The Folio canon, so to call it, is one of the pulsating centres of this new literary landscape. A characterising feature of The Folio Society is that it is not a ‘library’ (in the Everyman sense), not a Classic Reprint Series (in the Penguin Classic sense), nor a ‘syllabus’ (in the National Curriculum sense) but, in essence, a ‘society’ – a community of book-lovers.
Cheapskates will find virtually all of the Folio international texts free of charge on Gutenberg.org. But admirable as that e-charity shop is, reading its wares is like literature in morse code. It’s the material richness of the Folio volume which dignifies the product and refines interpretation. ‘Folios’ are books which invite a whole-body response from the moment one slits the cellophane envelope to finger the embossed covers, scan the illustrations, relish the no-see-through paper and carefully selected fonts. And then read on.
I’ve enjoyed writing occasional companionable introductions to Folio novels. The one which left the deepest impression was that I was invited to do for Kafka’s The Castle in 2011. I literally ‘saw’ Kafka differently, through the eyes of the gifted illustrator Bill Bragg, and ‘heard’ it differently through Mark Harman’s newly authorised translation.
All of us make our own voyages of exploration in the Folio collection – it’s one of the pleasures of the reading life.
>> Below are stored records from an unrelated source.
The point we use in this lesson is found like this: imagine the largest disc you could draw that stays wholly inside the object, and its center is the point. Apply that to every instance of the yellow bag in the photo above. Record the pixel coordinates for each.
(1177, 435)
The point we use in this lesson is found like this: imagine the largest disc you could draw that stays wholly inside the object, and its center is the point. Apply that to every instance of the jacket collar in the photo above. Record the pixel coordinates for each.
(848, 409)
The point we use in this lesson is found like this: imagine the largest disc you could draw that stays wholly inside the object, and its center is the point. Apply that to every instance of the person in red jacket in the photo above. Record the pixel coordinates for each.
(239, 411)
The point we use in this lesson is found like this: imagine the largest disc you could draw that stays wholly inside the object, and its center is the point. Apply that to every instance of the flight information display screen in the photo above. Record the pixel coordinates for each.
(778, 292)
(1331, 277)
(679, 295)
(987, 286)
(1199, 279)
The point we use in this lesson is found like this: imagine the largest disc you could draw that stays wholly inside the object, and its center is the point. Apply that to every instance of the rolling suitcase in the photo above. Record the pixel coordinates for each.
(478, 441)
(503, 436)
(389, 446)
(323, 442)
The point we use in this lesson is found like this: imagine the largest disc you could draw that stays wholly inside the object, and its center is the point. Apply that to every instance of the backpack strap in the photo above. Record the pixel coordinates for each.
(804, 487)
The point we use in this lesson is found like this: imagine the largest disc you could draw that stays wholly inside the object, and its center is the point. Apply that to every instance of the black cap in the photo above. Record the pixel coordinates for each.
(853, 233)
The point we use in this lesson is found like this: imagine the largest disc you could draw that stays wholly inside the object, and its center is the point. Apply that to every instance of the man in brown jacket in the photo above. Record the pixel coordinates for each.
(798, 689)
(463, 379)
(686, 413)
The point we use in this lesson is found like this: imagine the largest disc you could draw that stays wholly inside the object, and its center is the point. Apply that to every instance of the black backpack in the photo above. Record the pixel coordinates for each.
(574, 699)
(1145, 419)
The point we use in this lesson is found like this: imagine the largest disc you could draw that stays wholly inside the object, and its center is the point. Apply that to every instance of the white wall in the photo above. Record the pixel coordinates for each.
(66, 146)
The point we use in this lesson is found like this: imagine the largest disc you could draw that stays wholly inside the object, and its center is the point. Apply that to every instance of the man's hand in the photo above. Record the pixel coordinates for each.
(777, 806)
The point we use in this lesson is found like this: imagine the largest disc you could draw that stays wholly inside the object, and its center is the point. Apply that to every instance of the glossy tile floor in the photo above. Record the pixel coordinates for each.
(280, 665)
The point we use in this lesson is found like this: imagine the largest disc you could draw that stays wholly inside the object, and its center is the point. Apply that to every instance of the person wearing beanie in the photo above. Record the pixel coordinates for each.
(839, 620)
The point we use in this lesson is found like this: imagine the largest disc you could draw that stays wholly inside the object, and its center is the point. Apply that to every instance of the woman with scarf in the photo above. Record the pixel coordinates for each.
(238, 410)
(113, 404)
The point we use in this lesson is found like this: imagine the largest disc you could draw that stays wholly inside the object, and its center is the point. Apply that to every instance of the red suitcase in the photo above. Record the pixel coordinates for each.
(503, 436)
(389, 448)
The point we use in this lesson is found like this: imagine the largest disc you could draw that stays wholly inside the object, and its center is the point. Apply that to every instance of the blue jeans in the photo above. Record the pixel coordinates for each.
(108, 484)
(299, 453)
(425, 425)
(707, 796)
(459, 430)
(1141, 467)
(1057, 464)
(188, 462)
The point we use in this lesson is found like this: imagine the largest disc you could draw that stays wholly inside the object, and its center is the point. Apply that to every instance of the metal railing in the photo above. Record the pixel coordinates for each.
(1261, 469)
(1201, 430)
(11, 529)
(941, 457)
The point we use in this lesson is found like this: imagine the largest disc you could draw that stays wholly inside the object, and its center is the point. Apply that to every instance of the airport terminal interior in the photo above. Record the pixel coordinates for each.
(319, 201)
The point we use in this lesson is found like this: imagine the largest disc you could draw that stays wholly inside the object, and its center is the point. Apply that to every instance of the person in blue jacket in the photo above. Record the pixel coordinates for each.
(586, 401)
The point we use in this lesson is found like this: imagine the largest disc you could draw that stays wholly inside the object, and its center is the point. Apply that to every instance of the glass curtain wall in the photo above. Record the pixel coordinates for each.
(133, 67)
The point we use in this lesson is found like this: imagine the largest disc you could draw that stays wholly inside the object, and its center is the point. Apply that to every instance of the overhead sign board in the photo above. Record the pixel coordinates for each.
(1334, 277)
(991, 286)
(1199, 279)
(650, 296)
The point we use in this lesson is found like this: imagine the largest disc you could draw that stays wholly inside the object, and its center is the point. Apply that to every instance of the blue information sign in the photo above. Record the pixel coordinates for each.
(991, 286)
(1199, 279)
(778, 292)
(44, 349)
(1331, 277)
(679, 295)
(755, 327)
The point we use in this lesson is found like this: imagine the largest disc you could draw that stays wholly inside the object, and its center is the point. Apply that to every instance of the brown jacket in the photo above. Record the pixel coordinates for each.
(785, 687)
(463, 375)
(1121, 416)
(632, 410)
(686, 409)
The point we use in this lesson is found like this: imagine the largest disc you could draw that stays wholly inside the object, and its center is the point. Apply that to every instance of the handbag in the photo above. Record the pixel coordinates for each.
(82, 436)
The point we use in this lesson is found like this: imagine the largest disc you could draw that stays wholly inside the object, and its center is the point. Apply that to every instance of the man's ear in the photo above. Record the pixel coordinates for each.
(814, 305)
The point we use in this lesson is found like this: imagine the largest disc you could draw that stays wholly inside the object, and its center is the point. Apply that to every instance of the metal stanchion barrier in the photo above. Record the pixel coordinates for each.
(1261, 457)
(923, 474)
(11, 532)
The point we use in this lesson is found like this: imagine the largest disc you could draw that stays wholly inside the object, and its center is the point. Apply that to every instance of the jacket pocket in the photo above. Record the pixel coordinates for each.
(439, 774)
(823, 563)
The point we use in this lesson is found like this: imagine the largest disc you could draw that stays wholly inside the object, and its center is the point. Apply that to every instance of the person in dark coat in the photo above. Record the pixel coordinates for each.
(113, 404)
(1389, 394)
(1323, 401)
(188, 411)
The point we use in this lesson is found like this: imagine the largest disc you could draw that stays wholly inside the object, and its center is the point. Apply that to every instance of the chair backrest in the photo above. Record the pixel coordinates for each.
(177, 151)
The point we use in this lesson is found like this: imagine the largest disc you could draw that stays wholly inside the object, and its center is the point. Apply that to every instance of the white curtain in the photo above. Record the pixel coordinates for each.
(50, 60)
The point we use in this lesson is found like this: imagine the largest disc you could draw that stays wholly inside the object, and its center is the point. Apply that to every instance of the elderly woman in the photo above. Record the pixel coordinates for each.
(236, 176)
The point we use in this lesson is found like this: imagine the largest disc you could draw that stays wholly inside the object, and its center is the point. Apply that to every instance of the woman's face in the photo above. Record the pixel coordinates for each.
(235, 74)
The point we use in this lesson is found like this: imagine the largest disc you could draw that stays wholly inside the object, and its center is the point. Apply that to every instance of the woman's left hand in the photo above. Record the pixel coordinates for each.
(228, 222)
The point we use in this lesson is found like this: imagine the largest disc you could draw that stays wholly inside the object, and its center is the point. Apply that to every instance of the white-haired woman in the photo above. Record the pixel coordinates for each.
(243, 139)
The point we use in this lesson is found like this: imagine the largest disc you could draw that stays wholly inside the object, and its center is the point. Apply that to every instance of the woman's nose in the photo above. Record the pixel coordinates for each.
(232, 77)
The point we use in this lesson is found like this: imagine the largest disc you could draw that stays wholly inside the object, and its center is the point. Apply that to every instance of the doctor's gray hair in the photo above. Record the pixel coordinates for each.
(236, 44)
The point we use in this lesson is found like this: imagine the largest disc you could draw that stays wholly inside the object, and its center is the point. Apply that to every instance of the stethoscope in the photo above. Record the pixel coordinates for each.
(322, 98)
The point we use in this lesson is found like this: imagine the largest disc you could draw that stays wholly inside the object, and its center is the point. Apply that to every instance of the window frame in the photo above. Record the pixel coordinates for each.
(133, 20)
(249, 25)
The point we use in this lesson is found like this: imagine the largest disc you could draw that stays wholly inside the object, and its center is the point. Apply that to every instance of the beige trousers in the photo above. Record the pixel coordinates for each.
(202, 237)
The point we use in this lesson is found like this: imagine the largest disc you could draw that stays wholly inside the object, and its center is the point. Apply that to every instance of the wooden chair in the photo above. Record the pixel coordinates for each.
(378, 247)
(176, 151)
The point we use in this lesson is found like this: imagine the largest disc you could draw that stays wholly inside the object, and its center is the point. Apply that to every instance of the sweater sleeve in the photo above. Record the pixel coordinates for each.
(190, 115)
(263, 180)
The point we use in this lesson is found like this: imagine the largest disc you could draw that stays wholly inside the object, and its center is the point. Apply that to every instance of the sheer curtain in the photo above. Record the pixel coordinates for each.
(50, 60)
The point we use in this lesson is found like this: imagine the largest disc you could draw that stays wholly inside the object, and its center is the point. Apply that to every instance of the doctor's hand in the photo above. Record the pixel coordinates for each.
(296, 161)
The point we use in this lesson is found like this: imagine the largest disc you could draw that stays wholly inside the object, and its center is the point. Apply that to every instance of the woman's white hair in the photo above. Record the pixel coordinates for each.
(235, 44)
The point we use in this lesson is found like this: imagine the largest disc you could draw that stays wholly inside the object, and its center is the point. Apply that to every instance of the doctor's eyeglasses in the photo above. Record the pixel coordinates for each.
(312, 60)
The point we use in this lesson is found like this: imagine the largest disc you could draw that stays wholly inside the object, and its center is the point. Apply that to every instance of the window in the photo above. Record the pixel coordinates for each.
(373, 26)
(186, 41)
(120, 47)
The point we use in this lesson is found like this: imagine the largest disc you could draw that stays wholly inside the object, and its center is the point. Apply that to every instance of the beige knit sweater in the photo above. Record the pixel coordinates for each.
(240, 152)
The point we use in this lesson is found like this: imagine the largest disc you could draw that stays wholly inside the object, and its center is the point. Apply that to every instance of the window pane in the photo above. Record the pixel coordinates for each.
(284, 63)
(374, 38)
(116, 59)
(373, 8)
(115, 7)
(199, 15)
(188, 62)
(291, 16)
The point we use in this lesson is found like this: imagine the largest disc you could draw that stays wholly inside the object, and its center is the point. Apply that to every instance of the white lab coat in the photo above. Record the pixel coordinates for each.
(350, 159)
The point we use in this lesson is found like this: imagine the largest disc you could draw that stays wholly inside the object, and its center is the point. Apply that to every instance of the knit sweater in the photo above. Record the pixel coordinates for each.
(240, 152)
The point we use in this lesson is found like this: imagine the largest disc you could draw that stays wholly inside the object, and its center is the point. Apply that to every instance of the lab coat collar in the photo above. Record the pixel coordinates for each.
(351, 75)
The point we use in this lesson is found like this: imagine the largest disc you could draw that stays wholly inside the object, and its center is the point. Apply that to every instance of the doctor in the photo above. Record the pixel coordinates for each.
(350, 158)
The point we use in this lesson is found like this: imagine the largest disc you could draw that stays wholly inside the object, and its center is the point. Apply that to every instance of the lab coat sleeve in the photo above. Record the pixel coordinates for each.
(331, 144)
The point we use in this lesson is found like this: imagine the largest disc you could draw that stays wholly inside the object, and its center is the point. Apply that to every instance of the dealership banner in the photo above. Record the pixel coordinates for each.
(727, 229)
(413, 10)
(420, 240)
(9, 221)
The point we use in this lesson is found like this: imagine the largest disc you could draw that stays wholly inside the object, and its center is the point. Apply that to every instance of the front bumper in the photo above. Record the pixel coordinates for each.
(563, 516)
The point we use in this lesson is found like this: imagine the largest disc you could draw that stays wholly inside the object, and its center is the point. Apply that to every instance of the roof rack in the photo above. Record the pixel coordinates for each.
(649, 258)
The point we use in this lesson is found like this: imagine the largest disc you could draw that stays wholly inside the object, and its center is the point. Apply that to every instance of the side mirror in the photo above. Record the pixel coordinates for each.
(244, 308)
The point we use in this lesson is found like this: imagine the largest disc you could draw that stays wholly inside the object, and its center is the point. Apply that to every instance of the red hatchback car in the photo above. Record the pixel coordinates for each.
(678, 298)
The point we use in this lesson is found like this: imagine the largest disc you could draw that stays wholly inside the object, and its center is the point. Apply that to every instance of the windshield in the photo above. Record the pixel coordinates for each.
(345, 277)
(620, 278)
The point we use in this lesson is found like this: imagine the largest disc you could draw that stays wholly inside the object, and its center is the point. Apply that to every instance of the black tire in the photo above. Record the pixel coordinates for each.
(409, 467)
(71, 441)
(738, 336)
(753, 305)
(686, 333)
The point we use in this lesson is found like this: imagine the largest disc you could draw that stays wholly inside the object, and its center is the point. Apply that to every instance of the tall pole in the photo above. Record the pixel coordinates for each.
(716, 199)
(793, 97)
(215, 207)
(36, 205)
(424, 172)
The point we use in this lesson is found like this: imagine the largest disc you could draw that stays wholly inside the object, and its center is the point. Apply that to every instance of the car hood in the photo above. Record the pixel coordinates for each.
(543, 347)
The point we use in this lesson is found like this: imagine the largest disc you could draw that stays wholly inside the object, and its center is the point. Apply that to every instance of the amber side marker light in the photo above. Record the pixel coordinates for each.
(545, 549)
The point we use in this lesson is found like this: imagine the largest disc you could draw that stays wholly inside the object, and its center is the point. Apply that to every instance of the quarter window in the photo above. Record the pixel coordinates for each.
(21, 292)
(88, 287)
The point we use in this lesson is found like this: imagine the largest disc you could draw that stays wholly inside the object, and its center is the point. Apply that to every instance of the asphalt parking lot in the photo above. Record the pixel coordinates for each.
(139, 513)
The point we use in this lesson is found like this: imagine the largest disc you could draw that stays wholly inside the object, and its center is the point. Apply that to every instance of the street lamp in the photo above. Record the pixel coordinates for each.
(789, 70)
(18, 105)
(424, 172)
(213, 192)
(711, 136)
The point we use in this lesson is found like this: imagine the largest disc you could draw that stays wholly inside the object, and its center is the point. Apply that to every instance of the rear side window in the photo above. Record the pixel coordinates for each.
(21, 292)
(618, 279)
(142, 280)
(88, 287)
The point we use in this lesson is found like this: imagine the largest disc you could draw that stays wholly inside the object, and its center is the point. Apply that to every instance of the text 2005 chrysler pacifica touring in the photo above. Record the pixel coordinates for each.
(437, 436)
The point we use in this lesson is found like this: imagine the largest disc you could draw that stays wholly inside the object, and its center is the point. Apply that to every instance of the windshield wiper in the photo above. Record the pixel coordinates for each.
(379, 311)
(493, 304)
I’m currently embarked on Gustav Meyrink’s The Golem, starkly illustrated by Vladimir Zimakov. A ‘postmodernist before modernism’, Iain Sinclair tells us in his jaunty introduction to a writer who has clearly influenced Sinclair’s own fiction. And after shivering through Meyrink’s ghastly tale I think I really must get round to the Folio Master and Margarita. The cellophane wrapper awaits.